Lorsque j’atteignis le rond-point, une voiture klaxonna. Je fis mine de l’ignorer, car c’est une règle de sécurité de la femme qui voyage seule : l’aide que l’on accepte doit être celle que l’on sollicite, car une aide proposée est plus souvent mal intentionnée. J’empruntai un petit chemin allant vers la mer, m’éloignant ainsi de la route. La voiture passa cependant le rond-point, prit cette route et vint me voir, s’avançant lentement. J’étais nerveuse. L’homme baissa la vitre de la voiture côté passager et me demanda où j’allais.

« Je ne parle pas portugais.
– (en portugais) Quelle langue tu parles ? … You speak English?
– Yes, I speak English.
– Where do you go?
– (en anglais) Eh bien, je vais à Porto, je visite, mais je souhaite marcher…
– Marcher !!! Mais vous êtes à quinze kilomètres du centre-ville, vous n’allez pas marcher, pas avec votre sac à dos !
– Et vous, que faites-vous ici ?
– Aujourd’hui c’est un jour férié et je prends le temps de me balader. Tous les dimanches, normalement, je me balade seul, de 6 h le matin jusqu’à 11 h, je prends ce temps-là pour moi, je fais ma balade dominicale. »

 

siza vieira - boa nova tea house-1Je ne savais plus quoi lui répondre maintenant qu’il savait où j’allais vraiment. Il m’invita à monter avec lui pour me faire visiter Porto. « Un café, vous buvez du café ? Je vous montre la côte et je vous offre un café, puis je vous amène au centre-ville. »

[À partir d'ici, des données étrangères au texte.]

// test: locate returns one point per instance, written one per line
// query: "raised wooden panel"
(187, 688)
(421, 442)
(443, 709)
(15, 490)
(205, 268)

La logique même me disait de refuser. « D’accord », lui répondis-je pourtant en montant dans la voiture. Je demeurai sur mes gardes, alerte, prête à tout, mais j’étais fatiguée de ma courte nuit en camion et de mes vingt heures d’auto-stop des derniers jours.

Je vous raconte cette rencontre qui ne fut pas banale, la rencontre spontanée d’un homme qui m’amena manger un beigne et puis boire deux cafés, qui me fit faire pas moins de vingt arrêts à divers endroits de la côte, de la chapelle de Leça de Palmeira au pont-levis de Leixões, qui me fit visiter la riche avenue Boavista et le superbe Parque da cidade, qui m’amena au cœur de Porto et me fit traverser vers Vila Nova de Gaia, me racontant l’histoire de chaque bar tout en m’indiquant si l’on devait y boire un verre ou non. En tout, il a passé près de quatre heures avec moi, me servant de guide et conversant avec moi dans un mélange d’anglais et d’espagnol.

Au moment de se quitter, il me laissa son numéro de téléphone, « au cas où mes amis ne puissent plus m’héberger ». Oui, je me suis méfiée, et oui, j’ai pris un risque… Mais j’ai vu Porto sous un angle magnifique et je ne regrette rien. C’est donc une rencontre fortuite et absolument heureuse qui clôt cette aventure. J’ai atteint mon but, mais encore et toujours, j’ai prouvé que le trajet importe plus que la destination.